Decoding from file-like object reads too much data (C extension only)

Question

Decoding from file-like object reads too much data (C extension only)

vtermanis opened this issue 5 years ago · 3 comments

Problem

When decoding from a file-like object (using load() via C extension), up to BUFFER_FP_SIZE bytes are buffered when read()ing from it. This means that data is likely to be consumed past the end of the encoded ubjson block which is subsequently not available to either decode additional ubjson blocks or for other purposes.

Potential solutions

seek() back to recover unused read data.
- File-like objects should not need to support seek()
Don't buffer at all and only read as much data as needed (often single bytes).
- Underlying file-like object might have its own buffering already
- Pure-Python version already does this

Test case

import ubjson
from io import BytesIO

# Only applies to C extension
assert ubjson.EXTENSION_ENABLED

sample_input = 'something to encode'
output = BytesIO()

# Produce output with multiple serialised ubjson "documents"
for _ in range(10):
    ubjson.dump(sample_input, output)

# Decode all of the documents
output.seek(0)
for i  in range(10):
    print(i)
    assert sample_input == ubjson.load(output)

Expected result

All 10 documents are decoded.

Actual result

0
1
Traceback (most recent call last):
  File "<stdin>", line 3, in <module>
ubjson.decoder.DecoderException: Insufficient input (Type marker)
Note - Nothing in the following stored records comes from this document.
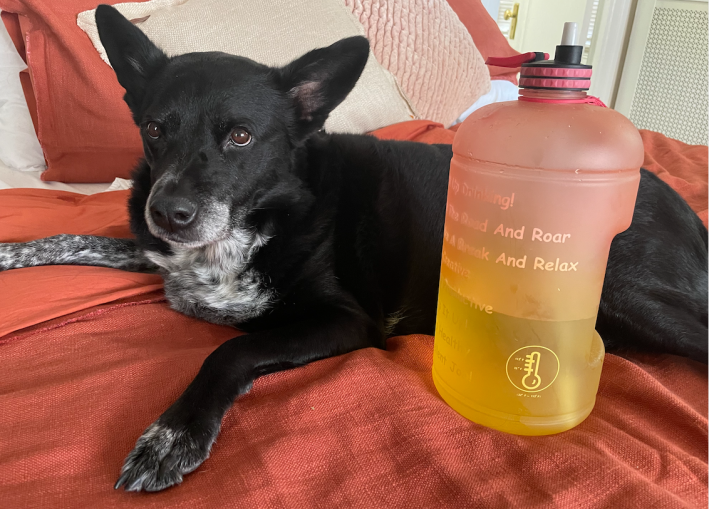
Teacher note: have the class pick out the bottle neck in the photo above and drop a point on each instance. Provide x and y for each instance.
(552, 96)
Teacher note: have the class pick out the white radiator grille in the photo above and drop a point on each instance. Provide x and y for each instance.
(672, 95)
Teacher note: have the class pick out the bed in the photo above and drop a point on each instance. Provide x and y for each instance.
(91, 356)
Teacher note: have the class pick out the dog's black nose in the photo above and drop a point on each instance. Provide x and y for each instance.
(173, 213)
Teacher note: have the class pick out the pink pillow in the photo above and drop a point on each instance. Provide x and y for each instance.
(430, 52)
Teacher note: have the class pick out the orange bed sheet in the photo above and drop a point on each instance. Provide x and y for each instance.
(90, 356)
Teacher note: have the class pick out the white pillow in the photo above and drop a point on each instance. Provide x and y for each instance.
(19, 147)
(274, 33)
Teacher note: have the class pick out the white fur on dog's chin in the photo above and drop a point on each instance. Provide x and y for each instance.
(214, 281)
(214, 228)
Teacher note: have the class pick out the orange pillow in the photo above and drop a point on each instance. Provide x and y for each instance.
(82, 123)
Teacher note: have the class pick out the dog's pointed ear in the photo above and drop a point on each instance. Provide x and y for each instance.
(133, 56)
(321, 79)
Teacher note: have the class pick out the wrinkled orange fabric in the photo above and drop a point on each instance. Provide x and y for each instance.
(80, 382)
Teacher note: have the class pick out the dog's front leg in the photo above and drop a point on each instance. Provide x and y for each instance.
(121, 254)
(181, 438)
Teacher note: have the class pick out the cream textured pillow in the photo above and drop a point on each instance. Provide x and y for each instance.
(429, 50)
(272, 32)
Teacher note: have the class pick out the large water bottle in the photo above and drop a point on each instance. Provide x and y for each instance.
(538, 189)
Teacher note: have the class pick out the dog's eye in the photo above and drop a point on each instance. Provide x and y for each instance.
(240, 137)
(153, 130)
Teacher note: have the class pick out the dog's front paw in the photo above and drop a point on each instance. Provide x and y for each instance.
(9, 256)
(163, 454)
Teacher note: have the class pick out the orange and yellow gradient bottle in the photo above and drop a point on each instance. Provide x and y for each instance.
(538, 189)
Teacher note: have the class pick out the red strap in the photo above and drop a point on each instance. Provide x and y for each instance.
(589, 99)
(515, 61)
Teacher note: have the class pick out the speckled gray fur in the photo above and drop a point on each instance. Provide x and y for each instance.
(120, 254)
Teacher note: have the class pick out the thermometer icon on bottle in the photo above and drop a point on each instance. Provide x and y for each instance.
(531, 380)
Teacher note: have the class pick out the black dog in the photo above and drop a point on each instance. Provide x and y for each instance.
(316, 244)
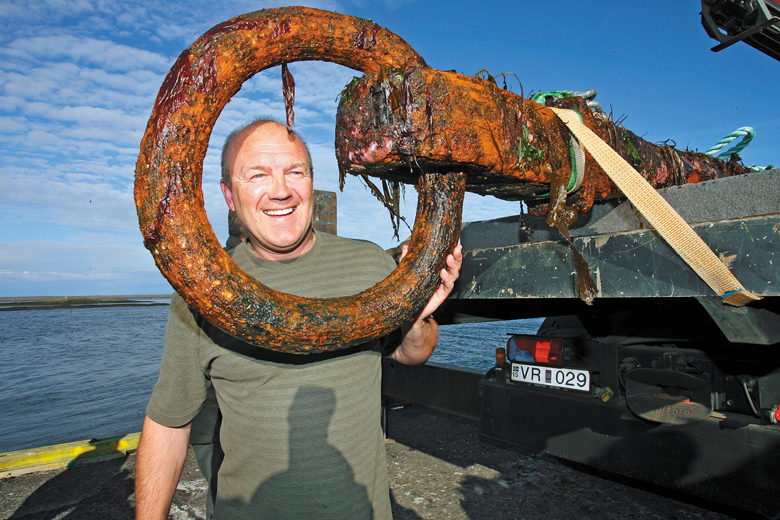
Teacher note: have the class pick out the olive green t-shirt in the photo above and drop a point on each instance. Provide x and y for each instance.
(300, 440)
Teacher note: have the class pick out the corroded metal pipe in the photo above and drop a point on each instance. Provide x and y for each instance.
(509, 147)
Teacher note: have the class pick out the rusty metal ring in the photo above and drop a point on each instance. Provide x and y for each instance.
(169, 198)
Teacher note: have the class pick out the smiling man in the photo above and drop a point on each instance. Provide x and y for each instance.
(301, 435)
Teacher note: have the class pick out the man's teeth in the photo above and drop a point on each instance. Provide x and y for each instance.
(279, 211)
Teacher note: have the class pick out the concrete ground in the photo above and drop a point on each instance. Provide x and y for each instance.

Answer 1 · 2019-05-11T23:08:21.000Z

Initial solution - remove buffering completely

Overview

Read the exact requested character count from file-like objects read() method. This results in significantly more calls to said method (as e.g. type markers result in a one byte read) and leads to considerable performance degradation.

Potential alternative

If file-like object is seekable() (e.g. file on local filesystem), enable buffering, otherwise use no buffering (e.g. socket).

General testing

full suite with added test for issue
coverage_test.sh with compiled extension
pympler reference leak test (see bottom of test.py)

Performance

Medium-size varied-content decoding

Steps

python3 -mubjson fromjson test/data/CouchDB4k.compact.json /tmp/CouchDB4k.compact.ubjson
python -mtimeit --n 50000 \
 -s "
from io import BytesIO
from ubjson import load, __version__
print(__version__)
raw = BytesIO()
with open('/tmp/CouchDB4k.compact.ubjson', 'rb') as f:
    raw.write(f.read())
"\
 'raw.seek(0); load(raw)'

Python3 output

Before

0.13.0
0.13.0
0.13.0
50000 loops, best of 3: 23.4 usec per loop

After

0.14.0
0.14.0
0.14.0
50000 loops, best of 3: 73.8 usec per loop

Python2 output

Before

0.13.0
0.13.0
0.13.0
50000 loops, best of 3: 25.5 usec per loop

After

0.14.0
0.14.0
0.14.0
50000 loops, best of 3: 92.5 usec per loop

Large file decoding (62MB with small fields)

python3 -mtimeit -r1 -n1 -s "
from ubjson import load, __version__
print(__version__)
" "
with open('DEFRA.uk_air.ubj', 'rb') as f:
    load(f, intern_object_keys=True)
"

Python3 output

Before

0.13.0
1 loops, best of 1: 2.08 sec per loop

After

0.14.0
1 loops, best of 1: 5.53 sec per loop

Answer 2 · 2019-06-04T16:14:07.000Z

#11 addresses performance concerns by using three methods for reading input from:

Fixed single-dimension byte sequence (as before)
Buffered from a seek()-able file-like object (as before)
Unbuffered from a file-like object (new)

Answer 3 · 2019-06-20T17:38:11.000Z

Fixed in 0.14.0.